We can now see that a new file has appeared, named llama.cpp/models/7B/ggml-model-q4_0.gguf, which now occupies less than 4GB. We’re now ready to test this!

As a first test, we can try to run the model asking it something quite random, just to see if everything runs as expected. For this, we can exploit the features of LangChain, a framework that allows us to easily work with language models, providing for example a simple way to use prompt templates. The second bit of good news, besides LangChain’s really nice features, is that there is a dedicated binding for llama.cpp, so using our model with LangChain is quite easy!

We can install the required dependencies by running pip install langchain==0.0.341 llama-cpp-python.

After that, we can write a small Python script which defines a prompt template, namely a template for the information we would like to provide the model with when querying it. For this first test, using a prompt template means overengineering the whole process a bit, but it’s a first step in the direction of integrating the model in our search, so let’s do it.

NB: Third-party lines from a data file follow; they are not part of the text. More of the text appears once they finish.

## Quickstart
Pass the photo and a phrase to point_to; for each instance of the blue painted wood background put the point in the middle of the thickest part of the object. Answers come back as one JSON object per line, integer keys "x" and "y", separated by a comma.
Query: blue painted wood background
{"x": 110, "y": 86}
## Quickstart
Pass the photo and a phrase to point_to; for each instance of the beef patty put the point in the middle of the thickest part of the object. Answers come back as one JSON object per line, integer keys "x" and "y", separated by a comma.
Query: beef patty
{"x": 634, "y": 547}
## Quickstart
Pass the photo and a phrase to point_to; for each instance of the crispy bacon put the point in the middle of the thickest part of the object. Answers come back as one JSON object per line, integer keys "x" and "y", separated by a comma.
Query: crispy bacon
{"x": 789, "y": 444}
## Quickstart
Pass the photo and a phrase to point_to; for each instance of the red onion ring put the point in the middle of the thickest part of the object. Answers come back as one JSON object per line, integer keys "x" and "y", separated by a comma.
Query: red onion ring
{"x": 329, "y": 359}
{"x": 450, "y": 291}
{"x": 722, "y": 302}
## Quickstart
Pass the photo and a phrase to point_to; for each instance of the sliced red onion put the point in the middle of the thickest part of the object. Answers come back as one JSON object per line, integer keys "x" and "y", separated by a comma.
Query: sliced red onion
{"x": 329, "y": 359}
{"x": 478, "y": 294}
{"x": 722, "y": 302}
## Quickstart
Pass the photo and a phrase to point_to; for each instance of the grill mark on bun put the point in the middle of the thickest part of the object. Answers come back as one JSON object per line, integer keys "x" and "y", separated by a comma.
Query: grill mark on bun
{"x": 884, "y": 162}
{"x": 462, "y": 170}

In our case, the prompt template can just instruct the model to answer the question as truthfully as possible, while admitting it in case the answer is not known. Which simple query do we use? Well, let’s see if the model knows something about America’s discovery…..

from langchain.chains import LLMChain
from langchain.llms import LlamaCpp
from langchain.prompts import PromptTemplate
from langchain.schema import StrOutputParser

template = """Answer the question as truthfully and concise as 
possible using the provided text, and if you do not know the 
answer, say "I don't know".

{query}""".strip()


prompt = PromptTemplate(
  template=template,
  input_variables=["query"]
)

# Make sure the model path is correct for your system!
llm = LlamaCpp(
  model_path="/pathto/llama.cpp/models/7B/ggml-model-q4_0.gguf",
  temperature=0.5,
  max_tokens=200,
  top_p=1,
  verbose=True,
  n_ctx=1000,
  streaming=False
)

query = "When has been America discovered?"

chain = LLMChain(
  llm=llm,
  prompt=prompt, 
  output_parser=StrOutputParser()
)
response = chain.predict(query=query)

print(f"Response: {response}")

By running the script above, and having a bit of patience (sigh!), we can obtain a result similar to the following one:

Answer: The first known European contact with what is now the 
United States occurred in 1492 when Christopher Columbus 
landed on an island in the Bahamas and claimed it for Spain.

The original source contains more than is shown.